Jay Rosen -- getting politicians to write their own blogs / Cone -- top-down or bottom-up? more likely to get local politicians to blog; issues being very popular/TOO popular: does blogging take away from fundraising, or can it drive fund-raising
Inviting politicians as guest bloggers (ex.: Lessig's blog)
Transitioning from election blogging to governance blogging
Law -- facilitator: Larry Lessig
Important law blogs
How can we make blogs immune from IP conflict
"future-proofing innovation against lawyers" -- Lessig
INTRO:
copyright includes the following rights: copy, derivative, distribution, preformance, display, digital preformance
Includes literary, musical, dramatic, choreograph, pantomine, motion picture, sound recording, pictorial, graphic, sculpture works
Current copyright system in the digital space: insanely complicated
"The law is not your friend right now"
Other issues:
Internationalization (ex.: protected, nonlibelous speech here may be considered libelous in the UK and suit may be filed)

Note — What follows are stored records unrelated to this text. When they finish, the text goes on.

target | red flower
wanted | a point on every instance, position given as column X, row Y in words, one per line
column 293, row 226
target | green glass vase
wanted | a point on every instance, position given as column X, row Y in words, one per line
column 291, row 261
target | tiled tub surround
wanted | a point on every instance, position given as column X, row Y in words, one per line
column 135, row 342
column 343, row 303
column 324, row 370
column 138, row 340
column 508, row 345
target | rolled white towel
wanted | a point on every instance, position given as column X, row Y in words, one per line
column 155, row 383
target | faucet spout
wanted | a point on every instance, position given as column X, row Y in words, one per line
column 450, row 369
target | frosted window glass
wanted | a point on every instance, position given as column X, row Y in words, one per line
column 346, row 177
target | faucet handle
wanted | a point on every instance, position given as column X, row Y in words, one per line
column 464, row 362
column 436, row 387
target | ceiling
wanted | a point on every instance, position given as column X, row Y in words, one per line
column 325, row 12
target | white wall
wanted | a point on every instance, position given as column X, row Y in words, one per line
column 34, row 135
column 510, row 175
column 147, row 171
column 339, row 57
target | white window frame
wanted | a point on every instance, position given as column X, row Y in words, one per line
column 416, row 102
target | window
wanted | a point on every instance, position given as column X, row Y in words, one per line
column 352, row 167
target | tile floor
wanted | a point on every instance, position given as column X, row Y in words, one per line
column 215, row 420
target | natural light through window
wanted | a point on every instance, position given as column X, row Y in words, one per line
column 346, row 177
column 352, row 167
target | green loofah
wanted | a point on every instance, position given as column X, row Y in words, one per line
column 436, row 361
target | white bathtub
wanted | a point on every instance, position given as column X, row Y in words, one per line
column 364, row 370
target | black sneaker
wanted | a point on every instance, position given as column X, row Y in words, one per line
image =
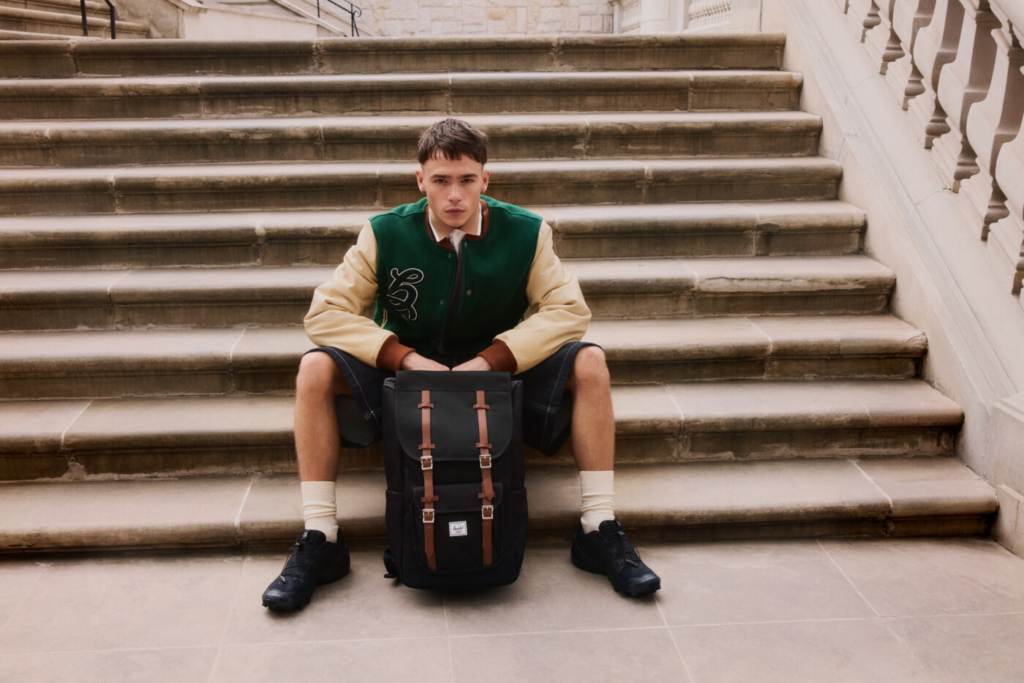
column 607, row 551
column 313, row 562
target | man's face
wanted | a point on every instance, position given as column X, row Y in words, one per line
column 453, row 188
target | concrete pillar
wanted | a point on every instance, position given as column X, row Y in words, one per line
column 962, row 84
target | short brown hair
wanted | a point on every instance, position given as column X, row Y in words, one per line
column 452, row 139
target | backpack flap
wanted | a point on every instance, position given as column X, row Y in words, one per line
column 454, row 425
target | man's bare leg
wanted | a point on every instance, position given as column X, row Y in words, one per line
column 600, row 544
column 316, row 442
column 320, row 556
column 593, row 421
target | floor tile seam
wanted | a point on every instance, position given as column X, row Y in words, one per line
column 448, row 639
column 707, row 625
column 918, row 660
column 242, row 507
column 557, row 632
column 681, row 429
column 230, row 610
column 875, row 483
column 848, row 580
column 71, row 424
column 675, row 643
column 216, row 647
column 893, row 617
column 230, row 355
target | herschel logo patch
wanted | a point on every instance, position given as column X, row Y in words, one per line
column 401, row 294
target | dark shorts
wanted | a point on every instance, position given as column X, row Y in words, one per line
column 547, row 407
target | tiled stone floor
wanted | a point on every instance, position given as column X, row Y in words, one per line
column 894, row 610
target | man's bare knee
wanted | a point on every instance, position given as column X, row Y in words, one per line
column 590, row 369
column 318, row 375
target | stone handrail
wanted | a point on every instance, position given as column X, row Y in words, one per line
column 957, row 68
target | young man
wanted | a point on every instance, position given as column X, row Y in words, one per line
column 456, row 282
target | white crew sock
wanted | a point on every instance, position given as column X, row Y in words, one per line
column 318, row 508
column 598, row 493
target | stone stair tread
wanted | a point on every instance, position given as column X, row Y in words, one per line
column 146, row 349
column 751, row 50
column 513, row 136
column 355, row 184
column 404, row 170
column 876, row 497
column 282, row 238
column 494, row 80
column 775, row 273
column 31, row 35
column 672, row 217
column 49, row 426
column 442, row 93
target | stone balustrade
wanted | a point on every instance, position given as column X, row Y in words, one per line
column 957, row 68
column 686, row 15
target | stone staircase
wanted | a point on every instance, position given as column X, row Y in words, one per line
column 166, row 211
column 60, row 19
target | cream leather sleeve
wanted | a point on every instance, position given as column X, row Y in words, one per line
column 557, row 312
column 336, row 316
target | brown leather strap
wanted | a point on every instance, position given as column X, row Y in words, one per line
column 427, row 463
column 486, row 509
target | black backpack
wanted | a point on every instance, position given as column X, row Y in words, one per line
column 456, row 501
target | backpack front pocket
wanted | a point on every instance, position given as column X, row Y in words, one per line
column 459, row 526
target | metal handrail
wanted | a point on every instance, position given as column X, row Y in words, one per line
column 353, row 11
column 114, row 20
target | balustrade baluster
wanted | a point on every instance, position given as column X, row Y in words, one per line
column 903, row 76
column 934, row 49
column 993, row 122
column 862, row 15
column 881, row 41
column 963, row 83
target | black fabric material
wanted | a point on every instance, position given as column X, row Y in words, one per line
column 547, row 408
column 457, row 479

Discrepancies between performance & digital performance
Overstatement of copyright (explicit denial of fair use rights)
Intermediaries don't care about fair use: de facto suppression of fair use/chilling effect
Los Angeles Times v. Free Republic.com -- quoting of entire articles
the power of trade associations to lobby and litigate
Lots of money pushing the strong copyright angle; public interest and cyberlaw programs adding lawyers on the other side
computing and software companies are forming effective alliances for lobbying
Current paradigm: copyright holders are rent-seeking
Is it possible to put the Internet into a separate international jurisdiction? Theoretically yes, practically no
IP is a property analogy -- it doesn't scan, IP under strong copyright is so much more restrictive than tangible property rights
Lessig -- not against the 'IP is a form of property' analogy
Is Creative Commons an opt-out of the current conflict, thus allowing the current situation to stand/not be addressed?
Ernie Miller -- Creative Commons is very important
Lessig supports "The Commons Is Good for Business"
Microsoft is now in the content management business; right now, DRM is not cross-platform, thus DRM also enforces proprietary software
How to help the commons: release more compelling content than the "strong rights" - holders; podcasting can help with this.
The new model must be present and proven to be secure and stable, with communities established, before real success in the legislative arena can happen
The artists who are most successful in the copyright system will naturally want to protect their interest; bloggers can be and are the future by 1) organizing and 2) using alternative tools to promote balance/commons/open content.
You can't take your eye off the ball with copyright or other measures of IP control; GPL and CC are not panaceas -- don't build a "dream world" around CC/alternative models without directly addressing the major systems in place (workaround != reform)
Wrap up -- facilitator: Dave Winer
non-conference: A conference for and of the user
a model for future conferences
great networking opportunities within blogging
possibility of creating DMOZ of blogs
BloggerCon as a permanent network
Have discussion leaders do their own write-up of each session
Creating regional BloggerCons / mini-Blogger
Taking BloggerCon to Atlanta / Carter Center
The blogosphere is growing and BloggerCon should go global/reach out internationally
Have a session on RSS/OPML -- concern - it would turn into a developers conference, not a users conference
Lots of discussion/tension on the role of vendors at BloggerCon
All in all, much more instructive (and fun) than I thought
Comments
I still envy you for running off to BloggerCon without me!